Lots of artistic stuff
Video playback requires a wholly different underlying framework to be created in a player. Not only you have to redesign the UI to incorporate them, but you also have to support the decoder framework (DirectShow or WMF, usually the former or both) or bundle a decoder like ffdshow with the application itself. The first option implies a whole new code component needed to be written, with its own painfull debugging period. The second option would mean Steven would have to pay royalties to groups like MPEG-LA in order to legally be able to incorporate decoders into Musicbee. It's the same for reason the AAC decoder is not bundled with the application
Taking in account that Musicbee is written in VB.NET, and that it uses a premade decoder library to decode and render audio to the soundsystem, it would seem that Steven does not have the ability or time to get down and dirty doing low-level stuff. And I don't blame him. Incorporating a decoder framework like DirectShow would mean 10x the work that would be needed just for the sound functions.
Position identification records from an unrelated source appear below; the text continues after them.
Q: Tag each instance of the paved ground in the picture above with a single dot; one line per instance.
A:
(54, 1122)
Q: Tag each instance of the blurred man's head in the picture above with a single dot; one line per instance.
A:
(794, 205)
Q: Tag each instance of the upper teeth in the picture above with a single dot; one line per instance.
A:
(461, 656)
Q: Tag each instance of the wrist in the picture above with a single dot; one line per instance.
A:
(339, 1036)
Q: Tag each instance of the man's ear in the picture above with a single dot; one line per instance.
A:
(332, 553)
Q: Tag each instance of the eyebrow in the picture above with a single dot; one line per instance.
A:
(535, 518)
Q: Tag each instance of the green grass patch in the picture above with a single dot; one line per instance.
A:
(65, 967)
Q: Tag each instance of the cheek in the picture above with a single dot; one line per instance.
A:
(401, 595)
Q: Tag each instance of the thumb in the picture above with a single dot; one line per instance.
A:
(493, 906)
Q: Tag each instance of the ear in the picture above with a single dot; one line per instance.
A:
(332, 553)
From reliably loading filter, to creating pingraphs and connecting them propery and rendering video, while at the same time more optimizations would be needed for fluid video playback.
And since the application is mostly a "UI" around the BASS libraries and other linked tools (mp3gain, decoder etc), written in a managed language (where, no matter how you optimize your code, it will never be that fast), what you're basically is a total from-the-ground-up rewrite in a differenent language. You're basically asking for another program.
Sorry, but I dont see it happening.
/Lots of technical stuff